The path toward clinical implementation requires addressing regulatory frameworks, cost-effectiveness considerations, and integration with existing diagnostic algorithms[95,102]. The development of point-of-care testing platforms for key microbial biomarkers could facilitate widespread clinical adoption, while the establishment of quality control standards and proficiency testing programs would ensure analytical reliability across clinical laboratories. Economic evaluation studies comparing microbiome-based approaches to conventional biomarkers will be essential for healthcare policy decision-making[95,102].
The rapidly expanding understanding of intratumoral microbiota in hepatic malignancies positions this field at the threshold of clinical translation. The convergence of advancing analytical technologies, growing mechanistic insights, and accumulating clinical evidence suggests that microbiome-based biomarkers will soon transition from research applications to routine clinical practice[63,64,96]. The ultimate goal of improving patient outcomes through precision medicine approaches incorporating tumor microbiome characterization represents a realistic and achievable objective that could significantly impact hepatic malignancy management in the coming decade.
This systematic review of 20 high-quality studies demonstrates that intratumoral microbes represent promising clinical biomarkers for hepatic malignancies, with specific bacterial taxa achieving exceptional diagnostic accuracy (AUC > 0.9) and consistent prognostic associations with patient survival outcomes. Mechanistic evidence reveals that tumor-resident microorganisms actively modulate hepatocarcinogenesis through oncogenic pathway activation, immune microenvironment regulation, and drug resistance mechanisms, providing strong biological rationale for clinical application.
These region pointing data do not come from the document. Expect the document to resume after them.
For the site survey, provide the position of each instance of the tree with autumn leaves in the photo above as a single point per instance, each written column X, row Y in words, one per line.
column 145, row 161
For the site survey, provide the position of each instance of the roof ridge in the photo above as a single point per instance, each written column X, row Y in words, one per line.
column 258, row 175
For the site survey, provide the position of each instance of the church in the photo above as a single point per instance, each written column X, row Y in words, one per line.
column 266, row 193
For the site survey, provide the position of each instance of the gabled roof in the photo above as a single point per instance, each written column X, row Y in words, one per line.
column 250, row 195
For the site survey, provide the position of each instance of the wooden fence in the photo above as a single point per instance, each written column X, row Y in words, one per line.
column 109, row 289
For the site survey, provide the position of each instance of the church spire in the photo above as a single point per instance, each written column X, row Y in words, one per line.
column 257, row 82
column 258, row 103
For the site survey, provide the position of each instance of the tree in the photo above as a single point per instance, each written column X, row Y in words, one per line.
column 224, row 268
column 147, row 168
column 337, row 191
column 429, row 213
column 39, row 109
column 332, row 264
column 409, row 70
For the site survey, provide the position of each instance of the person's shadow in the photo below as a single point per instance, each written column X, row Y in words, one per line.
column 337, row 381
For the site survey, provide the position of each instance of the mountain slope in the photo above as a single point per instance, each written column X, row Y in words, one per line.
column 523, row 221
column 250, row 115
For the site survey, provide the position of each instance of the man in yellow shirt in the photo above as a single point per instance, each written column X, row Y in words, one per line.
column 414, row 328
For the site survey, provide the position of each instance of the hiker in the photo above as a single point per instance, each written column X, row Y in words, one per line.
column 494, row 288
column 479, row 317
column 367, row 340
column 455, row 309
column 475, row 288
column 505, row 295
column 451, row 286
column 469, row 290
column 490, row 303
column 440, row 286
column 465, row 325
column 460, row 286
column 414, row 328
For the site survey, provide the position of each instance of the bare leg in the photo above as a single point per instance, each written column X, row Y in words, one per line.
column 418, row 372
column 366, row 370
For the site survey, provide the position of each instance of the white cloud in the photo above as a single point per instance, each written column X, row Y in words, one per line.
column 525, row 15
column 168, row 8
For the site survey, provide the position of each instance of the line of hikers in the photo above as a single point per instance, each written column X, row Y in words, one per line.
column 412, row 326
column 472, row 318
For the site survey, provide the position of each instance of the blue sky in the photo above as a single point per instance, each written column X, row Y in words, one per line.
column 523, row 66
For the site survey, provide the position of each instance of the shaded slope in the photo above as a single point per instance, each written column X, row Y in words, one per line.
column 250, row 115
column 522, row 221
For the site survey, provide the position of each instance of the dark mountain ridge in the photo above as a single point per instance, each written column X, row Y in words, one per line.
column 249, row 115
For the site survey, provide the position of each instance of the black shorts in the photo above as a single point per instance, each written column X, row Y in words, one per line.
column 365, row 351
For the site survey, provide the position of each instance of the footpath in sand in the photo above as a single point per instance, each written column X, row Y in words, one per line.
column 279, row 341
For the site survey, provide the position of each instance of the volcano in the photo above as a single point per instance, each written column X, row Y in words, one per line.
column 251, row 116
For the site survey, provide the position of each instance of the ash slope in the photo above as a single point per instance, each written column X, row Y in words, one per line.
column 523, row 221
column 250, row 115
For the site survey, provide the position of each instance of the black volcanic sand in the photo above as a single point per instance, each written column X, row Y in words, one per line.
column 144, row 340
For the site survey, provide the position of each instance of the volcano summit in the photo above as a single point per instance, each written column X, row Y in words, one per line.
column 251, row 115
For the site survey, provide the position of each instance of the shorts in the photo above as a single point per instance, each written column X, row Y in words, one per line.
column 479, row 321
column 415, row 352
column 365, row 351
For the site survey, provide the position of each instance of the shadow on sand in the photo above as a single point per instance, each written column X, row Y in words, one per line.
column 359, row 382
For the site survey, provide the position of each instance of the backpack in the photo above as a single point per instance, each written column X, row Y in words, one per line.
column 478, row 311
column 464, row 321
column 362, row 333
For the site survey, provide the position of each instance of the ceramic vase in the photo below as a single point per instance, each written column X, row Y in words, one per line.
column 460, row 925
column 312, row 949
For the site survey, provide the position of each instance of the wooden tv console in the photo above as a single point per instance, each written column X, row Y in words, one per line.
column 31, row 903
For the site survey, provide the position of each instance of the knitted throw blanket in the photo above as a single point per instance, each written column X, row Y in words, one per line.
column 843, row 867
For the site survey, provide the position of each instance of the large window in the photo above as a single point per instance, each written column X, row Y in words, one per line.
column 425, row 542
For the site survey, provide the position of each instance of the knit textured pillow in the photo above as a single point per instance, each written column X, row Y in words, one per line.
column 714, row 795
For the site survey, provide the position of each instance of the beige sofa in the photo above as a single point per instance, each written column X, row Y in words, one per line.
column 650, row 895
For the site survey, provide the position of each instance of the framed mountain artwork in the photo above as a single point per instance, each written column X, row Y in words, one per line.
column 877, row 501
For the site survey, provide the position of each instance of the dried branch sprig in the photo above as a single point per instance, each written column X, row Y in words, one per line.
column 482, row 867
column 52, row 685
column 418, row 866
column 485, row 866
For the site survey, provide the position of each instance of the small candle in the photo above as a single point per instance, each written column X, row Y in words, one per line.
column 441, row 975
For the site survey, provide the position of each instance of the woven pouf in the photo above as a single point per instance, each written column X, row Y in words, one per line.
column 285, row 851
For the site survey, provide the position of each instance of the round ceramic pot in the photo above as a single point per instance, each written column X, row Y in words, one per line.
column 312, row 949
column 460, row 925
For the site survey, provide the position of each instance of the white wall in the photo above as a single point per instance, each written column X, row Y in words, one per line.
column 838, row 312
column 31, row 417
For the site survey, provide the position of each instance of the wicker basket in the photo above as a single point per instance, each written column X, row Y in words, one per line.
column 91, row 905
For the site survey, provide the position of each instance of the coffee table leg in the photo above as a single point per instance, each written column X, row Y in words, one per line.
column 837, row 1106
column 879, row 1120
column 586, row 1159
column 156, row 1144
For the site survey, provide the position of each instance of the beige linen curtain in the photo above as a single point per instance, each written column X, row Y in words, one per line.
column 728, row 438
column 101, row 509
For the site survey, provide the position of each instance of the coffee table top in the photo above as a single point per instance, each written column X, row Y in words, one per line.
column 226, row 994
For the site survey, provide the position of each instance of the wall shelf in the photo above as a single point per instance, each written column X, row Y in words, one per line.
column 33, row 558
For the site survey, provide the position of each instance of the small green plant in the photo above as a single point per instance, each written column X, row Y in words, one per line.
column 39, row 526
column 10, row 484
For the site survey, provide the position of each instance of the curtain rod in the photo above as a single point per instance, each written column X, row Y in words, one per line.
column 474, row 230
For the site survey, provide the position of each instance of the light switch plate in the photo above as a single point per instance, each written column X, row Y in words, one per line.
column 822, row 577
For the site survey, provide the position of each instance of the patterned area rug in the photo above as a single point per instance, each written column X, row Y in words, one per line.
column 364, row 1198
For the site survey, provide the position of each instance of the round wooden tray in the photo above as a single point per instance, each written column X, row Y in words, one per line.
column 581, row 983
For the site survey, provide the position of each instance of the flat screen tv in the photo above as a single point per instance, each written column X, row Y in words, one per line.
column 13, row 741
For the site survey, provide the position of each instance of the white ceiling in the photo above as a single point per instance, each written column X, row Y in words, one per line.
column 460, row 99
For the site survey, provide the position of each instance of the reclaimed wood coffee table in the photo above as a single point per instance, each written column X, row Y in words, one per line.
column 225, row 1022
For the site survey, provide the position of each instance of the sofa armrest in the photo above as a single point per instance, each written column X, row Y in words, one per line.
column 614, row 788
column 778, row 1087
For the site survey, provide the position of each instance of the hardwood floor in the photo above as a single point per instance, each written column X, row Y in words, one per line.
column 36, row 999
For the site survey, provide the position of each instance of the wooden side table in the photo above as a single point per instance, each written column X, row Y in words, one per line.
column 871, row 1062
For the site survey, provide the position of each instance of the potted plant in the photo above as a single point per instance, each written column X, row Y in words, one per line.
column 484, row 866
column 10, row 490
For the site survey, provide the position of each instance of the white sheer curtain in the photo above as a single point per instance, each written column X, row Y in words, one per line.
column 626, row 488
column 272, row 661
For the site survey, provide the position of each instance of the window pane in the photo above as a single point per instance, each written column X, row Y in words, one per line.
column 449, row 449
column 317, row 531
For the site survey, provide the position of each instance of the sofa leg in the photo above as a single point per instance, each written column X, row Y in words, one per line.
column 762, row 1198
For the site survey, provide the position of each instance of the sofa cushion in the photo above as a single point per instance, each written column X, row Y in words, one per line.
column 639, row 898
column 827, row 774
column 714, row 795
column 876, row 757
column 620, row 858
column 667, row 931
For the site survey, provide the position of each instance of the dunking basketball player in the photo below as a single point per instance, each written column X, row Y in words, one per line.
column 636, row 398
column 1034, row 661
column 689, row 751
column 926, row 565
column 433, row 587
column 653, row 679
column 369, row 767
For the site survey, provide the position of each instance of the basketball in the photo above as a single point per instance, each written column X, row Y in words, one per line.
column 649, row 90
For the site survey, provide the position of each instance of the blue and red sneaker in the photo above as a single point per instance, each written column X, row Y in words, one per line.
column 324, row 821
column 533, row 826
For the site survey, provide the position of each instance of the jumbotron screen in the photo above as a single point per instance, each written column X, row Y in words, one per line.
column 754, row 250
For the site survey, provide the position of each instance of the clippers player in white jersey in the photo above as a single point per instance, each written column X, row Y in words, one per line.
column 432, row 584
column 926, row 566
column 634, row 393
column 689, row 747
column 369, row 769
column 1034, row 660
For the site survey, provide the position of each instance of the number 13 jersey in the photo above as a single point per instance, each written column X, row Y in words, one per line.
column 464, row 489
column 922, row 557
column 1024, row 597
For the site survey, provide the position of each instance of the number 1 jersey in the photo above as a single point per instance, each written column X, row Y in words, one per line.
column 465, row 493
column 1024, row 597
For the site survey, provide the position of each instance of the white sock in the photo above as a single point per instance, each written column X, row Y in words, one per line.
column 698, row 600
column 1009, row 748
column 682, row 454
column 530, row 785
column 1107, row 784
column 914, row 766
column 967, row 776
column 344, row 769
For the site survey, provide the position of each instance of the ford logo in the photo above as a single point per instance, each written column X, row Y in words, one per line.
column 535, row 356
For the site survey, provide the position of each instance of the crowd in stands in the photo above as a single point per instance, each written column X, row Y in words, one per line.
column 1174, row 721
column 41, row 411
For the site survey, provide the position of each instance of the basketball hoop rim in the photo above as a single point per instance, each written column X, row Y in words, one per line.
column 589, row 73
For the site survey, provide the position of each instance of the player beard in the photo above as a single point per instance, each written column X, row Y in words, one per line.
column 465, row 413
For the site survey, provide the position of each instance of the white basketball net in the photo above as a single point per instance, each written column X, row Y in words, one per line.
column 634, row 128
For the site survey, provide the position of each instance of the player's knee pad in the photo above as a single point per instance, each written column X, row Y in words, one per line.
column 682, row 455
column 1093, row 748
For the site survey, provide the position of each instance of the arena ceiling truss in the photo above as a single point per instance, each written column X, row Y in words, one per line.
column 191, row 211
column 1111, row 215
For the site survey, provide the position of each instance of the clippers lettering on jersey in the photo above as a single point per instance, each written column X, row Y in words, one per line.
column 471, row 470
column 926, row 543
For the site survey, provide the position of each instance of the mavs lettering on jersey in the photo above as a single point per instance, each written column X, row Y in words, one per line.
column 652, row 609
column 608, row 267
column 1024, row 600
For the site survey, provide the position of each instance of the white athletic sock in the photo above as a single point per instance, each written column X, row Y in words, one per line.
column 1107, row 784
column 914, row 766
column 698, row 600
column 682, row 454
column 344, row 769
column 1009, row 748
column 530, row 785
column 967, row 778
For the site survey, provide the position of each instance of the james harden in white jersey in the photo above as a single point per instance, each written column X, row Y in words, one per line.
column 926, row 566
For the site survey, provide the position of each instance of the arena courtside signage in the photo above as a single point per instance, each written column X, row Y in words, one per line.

The causative role of gut microbiota in hepatocarcinogenesis, definitively established through germ-free mouse models, transforms observational associations into mechanistically-grounded clinical tools. While standardized methodological protocols and multicenter validation studies remain essential prerequisites, the accumulating evidence positions microbiome-based biomarkers at the threshold of clinical translation, offering novel opportunities for precision diagnosis, prognostic stratification, and personalized treatment strategies in hepatic malignancy management.
The authors acknowledge the contributions of all researchers whose work was reviewed in this systematic analysis.